If you can see the bloodstain, you can almost certainly get a DNA profile from it, unless it's been bleached/ground into the floor by someone's dirty boot/otherwise degraded. The target input for our DNA profiling method is 1 nanogram - that's 1 billionth of a gram - so any stain that's visible should have way more than enough DNA. There might be some background types from whatever skin cells etc. were already on the floor, but the predominant profile would be from the blood.

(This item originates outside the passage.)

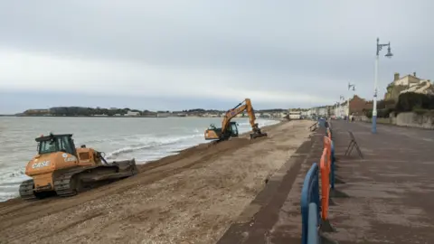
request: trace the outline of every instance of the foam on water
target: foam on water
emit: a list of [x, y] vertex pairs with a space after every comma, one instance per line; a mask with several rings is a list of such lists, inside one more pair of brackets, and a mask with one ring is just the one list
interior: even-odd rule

(Also, Sperm Hyliter is pretty much just as fun to use as you think it might be. They gave me a shirt with glow-in-the-dark sperm around the time of the product launch, but alas, I never did find an appropriate place to wear it.)
posted by Flannery Culp at 4:47 PM on October 11, 2013


Nothing.

I doubt that cops would bother even collecting fingerprints if it was just a break in.
posted by Good Brain at 5:29 PM on October 11, 2013


If there was blood at the scene of a residential burglary, we would absolutely test it. Solving nonviolent crimes and getting those profiles into the national DNA database is how you catch repeat offenders before they escalate to crimes against people.

[see: NIJ (PDF paper)]
posted by Flannery Culp at 5:35 PM on October 11, 2013


To add to what Flannery said....few years back NYPD lab was doing a pilot program they called 'biotrax' which was grant funded and was used to collect DNA samples from robberies (blood drops definitely but also screwdrivers, hammers, knives, other tools.....cops even submitted a half eaten banana one time ) the theory they were testing was that suspects committing robberies may in time move up to assaults/murder so tracking and maybe catching them early could do some good.

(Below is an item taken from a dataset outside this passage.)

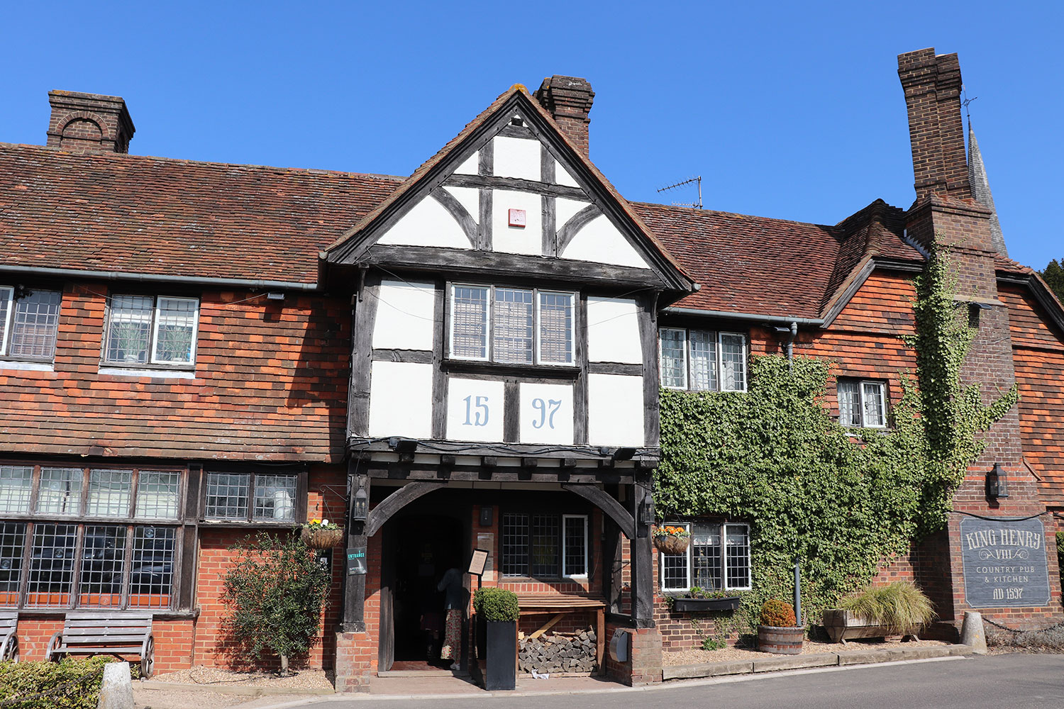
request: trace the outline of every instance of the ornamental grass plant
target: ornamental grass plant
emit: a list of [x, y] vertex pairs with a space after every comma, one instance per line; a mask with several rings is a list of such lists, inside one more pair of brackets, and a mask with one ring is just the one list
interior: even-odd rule
[[892, 634], [912, 631], [935, 619], [931, 601], [910, 581], [868, 587], [843, 598], [838, 607], [872, 625], [885, 626]]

Looks like that paper that was linked too was sort of the phase 1 almost 10 years ago. Not sure if they are still doing it in NYC. On the one hand the cost involved in doing a DNA test has come WAY down in the last 10 years....on the other hand case load/sample volume has also gone WAY up so most of the time they focus on violent crime (homicide, sexual assault, ect)

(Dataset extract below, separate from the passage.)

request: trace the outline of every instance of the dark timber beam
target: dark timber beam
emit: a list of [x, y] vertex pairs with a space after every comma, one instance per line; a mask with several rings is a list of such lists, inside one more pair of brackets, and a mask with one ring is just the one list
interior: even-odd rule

Bottom line...could they get useful DNA from blood drops on your carpet? Definitely! Would they take the time,effort,cost....probably not...but depends on where the crime occurred and how the department/crime lab is set up.

posted by Captain_Science at 5:45 PM on October 11, 2013


Right. My lab will test body fluids and foreign objects from burglary scenes, but we won't do, say, touch DNA swabs from a doorknob or car steering wheel that has been handled by who knows how many people. Your lab may vary.